INVESTORS DRIVEN AWAY

``In the absence of profitable growth, investors have and probably will continue to flock away from investment in this industry,'' said Andy Schopick, an analyst with Connecticut-based boutique broker-dealer Nutmeg Securities. He has a ``hold'' rating on Tellabs' stock.

Tellabs reported a third-quarter net loss of $91.1 million, or 22 cents a share, compared with a year-ago net loss of $49.5 million, or 12 cents a share.

During the third quarter, Tellabs recorded restructuring and other one-time charges of $68 million and an impairment charge of $30 million for investments.

Excluding one-time items, its loss in the quarter was $16.6 million, or 4 cents a share, compared with a profit last year of $2.4 million, or a penny a share.

Revenue in the quarter ended Sept. 27 slumped about 36 percent to $288.1 million from $448.2 million last year.

Tellabs last month warned it would post a third-quarter loss and sales would fall as much as 25 percent from the $345 million recorded in the second quarter.

It also said last month it would cut 14.5 percent of its work force as part of its fifth restructuring since April 2001. It employed 5,200 people at the end of the third quarter.

After the warning, analysts cut their expectations for the quarter to a 6-cent loss per share, before one-time items, on sales of $270 million, according to First Call.
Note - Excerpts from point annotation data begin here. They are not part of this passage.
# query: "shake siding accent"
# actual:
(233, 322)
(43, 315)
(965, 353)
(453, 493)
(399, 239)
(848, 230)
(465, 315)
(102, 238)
Before the warning, they had expected break-even results and revenue of $339.8 million.

The company said Friday it boosted its cash on hand at the end of the third quarter to more than $1 billion. Birck said no acquisitions were planned, but Tellabs would watch for deals.

Tellabs stock was off 2 percent at $5.40 on Friday morning, off an earlier low at $5.22. So far this year, it has fallen 64 percent, compared with a 71 percent decline by the American Stock Exchange Network Index, made up of industry competitors.